Social entropy has defiled the national fabric. Technology and urbanity has distanced us from ourselves, each other and our environments, to the point where large numbers of sybaritic younger generations who have never known any better feel vaguely apathetic about annihilation
A point that recalls Toynbee’s admission: “Civilisations are not murdered, they commit suicide”.
I harbour much hope though. UKIP’s success at council level demonstrates the seams are distressed. It is in times of crisis that the biggest and best opportunities come about. A national debate on the lifeblood and symbol of our people, our sovereignty - our parliamentary democracy - needs to take place.

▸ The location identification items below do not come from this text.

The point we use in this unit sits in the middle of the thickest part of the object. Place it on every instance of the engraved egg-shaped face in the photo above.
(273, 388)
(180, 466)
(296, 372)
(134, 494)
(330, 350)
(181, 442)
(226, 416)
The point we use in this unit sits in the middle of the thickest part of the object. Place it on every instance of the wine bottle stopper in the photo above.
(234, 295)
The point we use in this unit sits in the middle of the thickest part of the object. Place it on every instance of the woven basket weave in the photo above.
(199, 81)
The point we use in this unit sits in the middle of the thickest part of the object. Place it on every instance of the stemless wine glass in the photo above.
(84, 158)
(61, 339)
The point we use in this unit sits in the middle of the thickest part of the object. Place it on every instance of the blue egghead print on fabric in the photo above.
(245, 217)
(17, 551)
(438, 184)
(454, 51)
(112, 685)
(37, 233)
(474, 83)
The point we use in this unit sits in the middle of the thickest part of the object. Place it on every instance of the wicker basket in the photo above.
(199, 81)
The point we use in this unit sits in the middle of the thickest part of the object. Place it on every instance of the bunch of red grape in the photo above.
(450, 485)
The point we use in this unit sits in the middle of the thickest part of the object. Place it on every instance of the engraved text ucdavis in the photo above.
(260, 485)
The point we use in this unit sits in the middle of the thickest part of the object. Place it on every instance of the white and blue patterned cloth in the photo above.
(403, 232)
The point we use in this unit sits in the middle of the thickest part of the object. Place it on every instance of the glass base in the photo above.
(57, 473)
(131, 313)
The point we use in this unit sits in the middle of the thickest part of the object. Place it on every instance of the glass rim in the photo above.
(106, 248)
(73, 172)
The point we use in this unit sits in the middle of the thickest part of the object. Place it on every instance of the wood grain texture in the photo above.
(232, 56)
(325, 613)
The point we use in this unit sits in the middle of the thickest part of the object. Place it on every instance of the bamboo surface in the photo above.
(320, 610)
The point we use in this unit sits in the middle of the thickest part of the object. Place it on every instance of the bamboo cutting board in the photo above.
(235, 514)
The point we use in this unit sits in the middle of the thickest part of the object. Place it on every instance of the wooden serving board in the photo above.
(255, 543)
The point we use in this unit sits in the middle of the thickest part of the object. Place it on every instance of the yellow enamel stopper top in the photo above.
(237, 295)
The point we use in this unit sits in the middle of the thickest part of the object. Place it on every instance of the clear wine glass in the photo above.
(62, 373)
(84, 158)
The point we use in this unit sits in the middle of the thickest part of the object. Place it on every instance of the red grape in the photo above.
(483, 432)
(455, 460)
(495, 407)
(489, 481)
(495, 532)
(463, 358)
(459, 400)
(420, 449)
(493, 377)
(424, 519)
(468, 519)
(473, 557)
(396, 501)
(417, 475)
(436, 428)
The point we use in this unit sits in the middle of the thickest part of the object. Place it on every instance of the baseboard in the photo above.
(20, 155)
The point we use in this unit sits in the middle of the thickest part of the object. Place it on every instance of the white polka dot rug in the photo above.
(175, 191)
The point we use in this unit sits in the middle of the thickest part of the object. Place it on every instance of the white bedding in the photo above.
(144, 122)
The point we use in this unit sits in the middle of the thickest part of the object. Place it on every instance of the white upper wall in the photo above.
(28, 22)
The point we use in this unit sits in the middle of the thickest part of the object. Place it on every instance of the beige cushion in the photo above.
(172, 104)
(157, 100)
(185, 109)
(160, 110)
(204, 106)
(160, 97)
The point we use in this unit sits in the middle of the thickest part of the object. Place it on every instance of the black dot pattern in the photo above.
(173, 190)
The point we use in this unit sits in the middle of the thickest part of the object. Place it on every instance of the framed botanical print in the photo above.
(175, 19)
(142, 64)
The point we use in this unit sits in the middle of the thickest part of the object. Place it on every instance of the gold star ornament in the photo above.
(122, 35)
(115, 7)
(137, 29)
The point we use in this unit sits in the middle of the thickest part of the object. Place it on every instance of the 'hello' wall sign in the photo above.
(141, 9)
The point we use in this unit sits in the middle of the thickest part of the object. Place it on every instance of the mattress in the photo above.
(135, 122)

Douglas Carswell MP has already started us out along a certain path with his iDemocracy. I would take his principle and extend it towards its natural conclusion. I think political parties are no longer required, they are an anachronism in an age where identities are so fluid that parties feel obliged to be concrete but alienate people with their packages or become hypocritical fudges incapable of enacting any manifestos. These parties have created what Francis Fukuyama calls a “vetocracy” - systems where myriad actors have just enough power to veto, dilute and delay decisions but no single actor has enough power to push through an agenda.

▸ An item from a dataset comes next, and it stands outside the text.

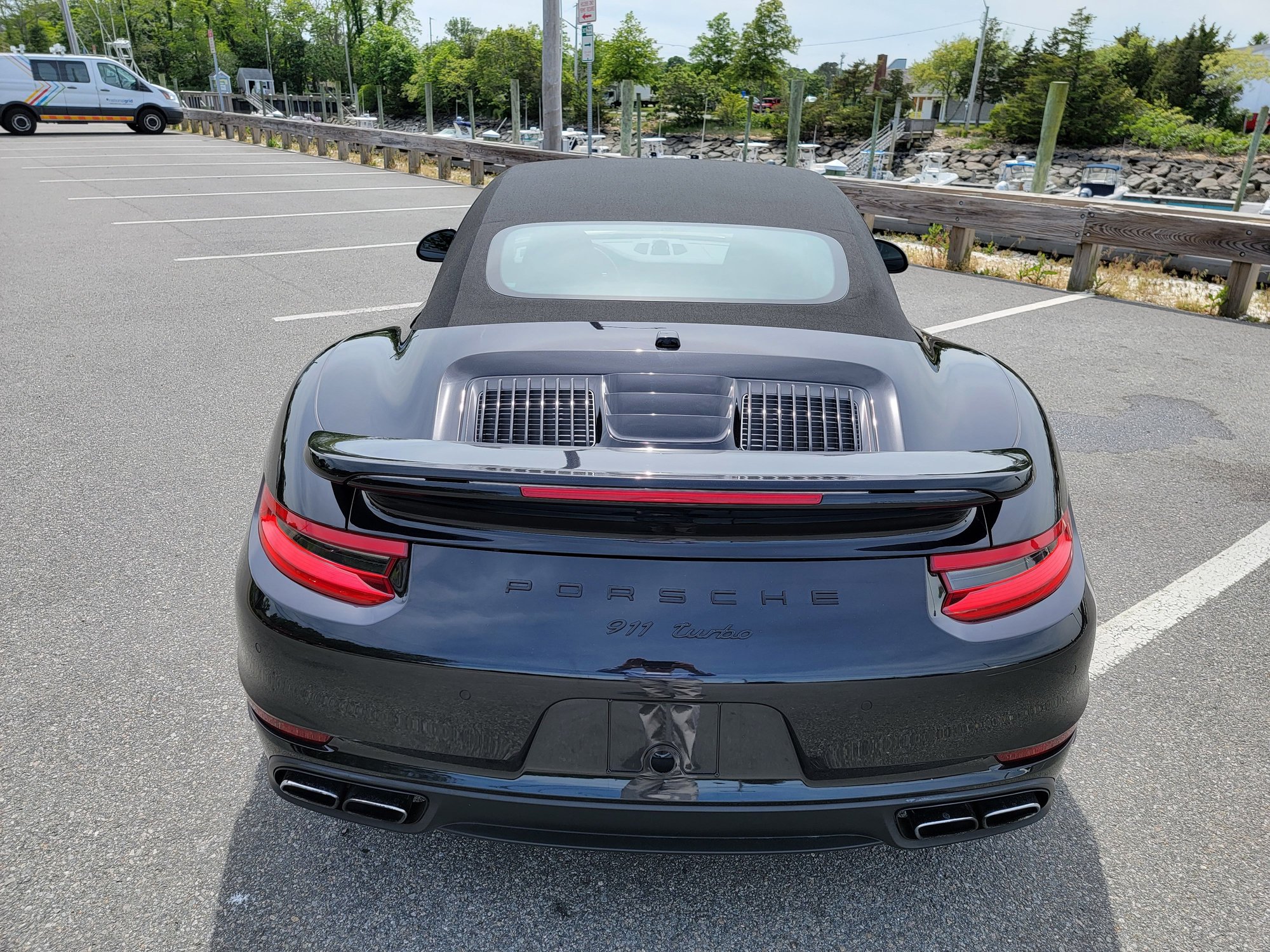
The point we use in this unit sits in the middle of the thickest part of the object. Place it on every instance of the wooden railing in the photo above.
(1089, 225)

Instead we should take parties, which have morphed into a single cartel with different franchises, out of the equation. Most people have an eclectic smorgasbord of views that are very compromised by the current menu. Why not compile a government file that can be shared via an online cloud in which under the subtitles of ENERGY, DEFENCE, HOUSING etc, people add solutions, answers, resolutions, policy ideas which, after the civil service has redacted, the electorate vote on either all together at a certain time or spread out over a period?
Logistics are a bit irrelevant once the principle is admitted. After policies have been elected, people who believe their lives, their beliefs, their actions, their thoughts most fully represent certain issues or approaches that are popular can put themselves forward to execute proposals.
Referendums should be used, in a similar manner to the Swiss, for issues of great importance, and politicians should be paid in proportion to past and current salaries and posts. Politicians would also be forbidden to take up post-political jobs in which it was decided figures were trading on past public service. In all matters but defence and policing small, directly accountable councils, parishes and townships would replace the monolithic behemoths that are today’s councils.
Direct democracy, devolution and decentralisation are the three Ds that will power Britain into the 22nd century as a leader instead of a relic.
If all this sounds rather ridiculous, scary and fanciful, I can assure you that the nation has undergone far greater changes in its history and will do again. When it’s done so, it’s usually been for the better.